Давай заново (СИ) - Чепурнова Тата
Омерзение к самой себе клокочет в горле, пузырится неистово, словно желая прорваться наружу истошным криком. Но тот застревает в связках, трусливо дурачится в прятки. Играя на нервах, но прикармливая мучителя могуществом.
Парализовано застываю, принимая грубые поцелуи, слыша хриплое дыхание, но не останавливая Вадима, и даже не запрещая переходить грань. Всё бесполезно, он не отступит, а я приму эту угрюмую тень, дам ей себя поглотить, пережевать и выплюнуть с той самой попёртой гордостью.
— Докажи, как ты любишь только меня, — выдыхает на ухо, сильнее прижимаясь ко мне. — И не трешься своим причинным местом об рычаг власти своего выпускающего редактора. Ну-у…
Воет как бешеный, но и этим леденящим душу возгласом не перебивает лязг бляшки ремня. Соскакивает с места, словно сорвавшийся зверь с цепи, а всего-то ширинку расстегнул. Что же меня ждёт дальше?

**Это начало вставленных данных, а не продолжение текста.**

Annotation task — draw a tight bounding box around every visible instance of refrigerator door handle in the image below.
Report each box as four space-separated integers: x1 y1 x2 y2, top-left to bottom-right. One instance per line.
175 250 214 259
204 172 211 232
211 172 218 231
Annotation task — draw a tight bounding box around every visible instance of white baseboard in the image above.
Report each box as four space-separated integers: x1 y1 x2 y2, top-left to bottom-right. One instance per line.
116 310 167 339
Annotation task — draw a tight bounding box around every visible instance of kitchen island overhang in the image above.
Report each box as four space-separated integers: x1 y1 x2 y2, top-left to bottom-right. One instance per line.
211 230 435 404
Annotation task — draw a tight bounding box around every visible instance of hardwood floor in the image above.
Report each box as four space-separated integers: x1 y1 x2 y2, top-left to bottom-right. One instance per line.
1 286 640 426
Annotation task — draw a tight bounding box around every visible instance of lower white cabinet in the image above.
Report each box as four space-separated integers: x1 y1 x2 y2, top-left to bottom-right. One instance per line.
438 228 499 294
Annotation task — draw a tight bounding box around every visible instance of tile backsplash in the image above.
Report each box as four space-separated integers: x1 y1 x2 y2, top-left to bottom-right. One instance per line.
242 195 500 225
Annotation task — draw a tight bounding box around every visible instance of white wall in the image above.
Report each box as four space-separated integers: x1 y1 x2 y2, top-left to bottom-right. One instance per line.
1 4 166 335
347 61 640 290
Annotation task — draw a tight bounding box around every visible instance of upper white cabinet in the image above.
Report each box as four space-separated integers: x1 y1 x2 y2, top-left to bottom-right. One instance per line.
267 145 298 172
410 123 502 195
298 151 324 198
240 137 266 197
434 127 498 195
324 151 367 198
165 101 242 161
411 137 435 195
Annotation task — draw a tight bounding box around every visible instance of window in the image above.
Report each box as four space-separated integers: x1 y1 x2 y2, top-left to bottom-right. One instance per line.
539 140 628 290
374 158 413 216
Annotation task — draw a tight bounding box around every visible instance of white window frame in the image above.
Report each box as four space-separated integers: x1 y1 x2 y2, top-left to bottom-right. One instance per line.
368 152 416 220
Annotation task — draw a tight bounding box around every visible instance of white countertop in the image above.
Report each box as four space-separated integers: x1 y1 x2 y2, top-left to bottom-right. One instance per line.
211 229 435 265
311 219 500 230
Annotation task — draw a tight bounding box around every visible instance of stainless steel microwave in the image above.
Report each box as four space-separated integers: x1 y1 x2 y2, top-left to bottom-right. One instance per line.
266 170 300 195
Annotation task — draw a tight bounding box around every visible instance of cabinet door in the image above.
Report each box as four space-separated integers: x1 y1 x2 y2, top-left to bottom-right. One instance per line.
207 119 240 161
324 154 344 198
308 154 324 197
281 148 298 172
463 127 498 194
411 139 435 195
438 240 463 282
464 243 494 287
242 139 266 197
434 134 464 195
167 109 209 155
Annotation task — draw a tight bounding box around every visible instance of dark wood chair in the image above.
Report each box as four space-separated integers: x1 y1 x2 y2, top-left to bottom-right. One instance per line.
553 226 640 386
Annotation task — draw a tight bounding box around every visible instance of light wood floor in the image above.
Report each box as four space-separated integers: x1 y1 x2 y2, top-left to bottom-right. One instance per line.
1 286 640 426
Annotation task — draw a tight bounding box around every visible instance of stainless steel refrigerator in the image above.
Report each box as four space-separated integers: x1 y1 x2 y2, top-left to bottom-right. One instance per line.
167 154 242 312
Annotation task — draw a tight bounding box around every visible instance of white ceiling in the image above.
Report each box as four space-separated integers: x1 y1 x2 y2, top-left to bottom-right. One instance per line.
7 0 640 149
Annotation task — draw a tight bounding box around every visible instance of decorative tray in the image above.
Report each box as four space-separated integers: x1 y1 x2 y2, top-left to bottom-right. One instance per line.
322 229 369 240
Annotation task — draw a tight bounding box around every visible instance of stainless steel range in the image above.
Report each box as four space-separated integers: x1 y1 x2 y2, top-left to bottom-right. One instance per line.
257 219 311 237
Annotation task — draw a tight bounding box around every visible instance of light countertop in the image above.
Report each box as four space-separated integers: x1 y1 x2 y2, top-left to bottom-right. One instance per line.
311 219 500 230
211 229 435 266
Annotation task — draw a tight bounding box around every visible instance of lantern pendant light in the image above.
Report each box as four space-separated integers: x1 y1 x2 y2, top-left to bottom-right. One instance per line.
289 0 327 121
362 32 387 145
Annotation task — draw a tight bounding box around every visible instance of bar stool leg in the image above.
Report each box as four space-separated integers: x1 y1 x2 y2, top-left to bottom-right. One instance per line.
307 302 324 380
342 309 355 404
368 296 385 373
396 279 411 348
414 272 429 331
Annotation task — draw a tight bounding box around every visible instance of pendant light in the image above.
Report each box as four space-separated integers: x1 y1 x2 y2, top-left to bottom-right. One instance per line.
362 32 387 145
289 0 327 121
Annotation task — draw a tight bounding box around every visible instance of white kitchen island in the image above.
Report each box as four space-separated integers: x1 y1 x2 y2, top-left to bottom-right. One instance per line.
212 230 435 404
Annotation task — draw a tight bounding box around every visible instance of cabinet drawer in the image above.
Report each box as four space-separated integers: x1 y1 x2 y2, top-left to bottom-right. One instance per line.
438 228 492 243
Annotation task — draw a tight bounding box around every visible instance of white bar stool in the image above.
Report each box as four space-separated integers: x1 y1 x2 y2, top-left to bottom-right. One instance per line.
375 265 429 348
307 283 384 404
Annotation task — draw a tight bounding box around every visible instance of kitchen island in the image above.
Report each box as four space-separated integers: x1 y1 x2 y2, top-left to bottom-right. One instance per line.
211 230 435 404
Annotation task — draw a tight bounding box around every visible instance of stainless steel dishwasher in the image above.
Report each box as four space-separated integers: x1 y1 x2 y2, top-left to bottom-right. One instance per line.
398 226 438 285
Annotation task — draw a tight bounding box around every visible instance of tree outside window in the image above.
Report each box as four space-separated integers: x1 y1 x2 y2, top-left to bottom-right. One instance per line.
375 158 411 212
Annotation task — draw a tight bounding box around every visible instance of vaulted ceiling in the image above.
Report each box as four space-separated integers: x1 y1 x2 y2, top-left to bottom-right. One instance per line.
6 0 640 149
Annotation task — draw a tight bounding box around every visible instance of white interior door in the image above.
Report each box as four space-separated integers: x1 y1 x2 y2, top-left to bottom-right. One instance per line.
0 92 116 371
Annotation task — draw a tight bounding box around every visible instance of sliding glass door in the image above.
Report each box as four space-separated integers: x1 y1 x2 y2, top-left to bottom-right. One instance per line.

Отталкивает к столу и я теряя равновесие, цепко хватаюсь за его край, до ноющей боли под ногтями, глотая собирающиеся в комок слёзы.
Становится муторно, с вязким предчувствием чего-то страшного, сидящего под рёбрами. Там будто раздувают огромный шар из позорной боязни и тот увеличиваясь в размерах с каждым шагом Вадима в мою сторону, сжимает лёгкие, выталкивая воздух из них, и отбирая возможность трезво смотреть на ситуацию. Делать что-то: давать отпор, ну или тупо орать взывая к помощи посторонних людей.
— Ты опоздал с проверками на мою девственную чистоту лет так на десять, а то и больше, — огрызаюсь, стараясь не выдать волнения, но оно против воли выползает, проявляясь еле заметным дрожанием и его улавливает Вадим. Берет на нюх мой страх, упиваясь властью.
Жадно сдавливает ладонью щёки, побуждая меня открыть рот, чтобы потом скользнуть в него горячим языком, несдержанным, дерзким, не терпящим возражений. Выпивая поцелуем всю меня без остатка, жёстко вытесняя и без того помутившийся рассудок за рамки.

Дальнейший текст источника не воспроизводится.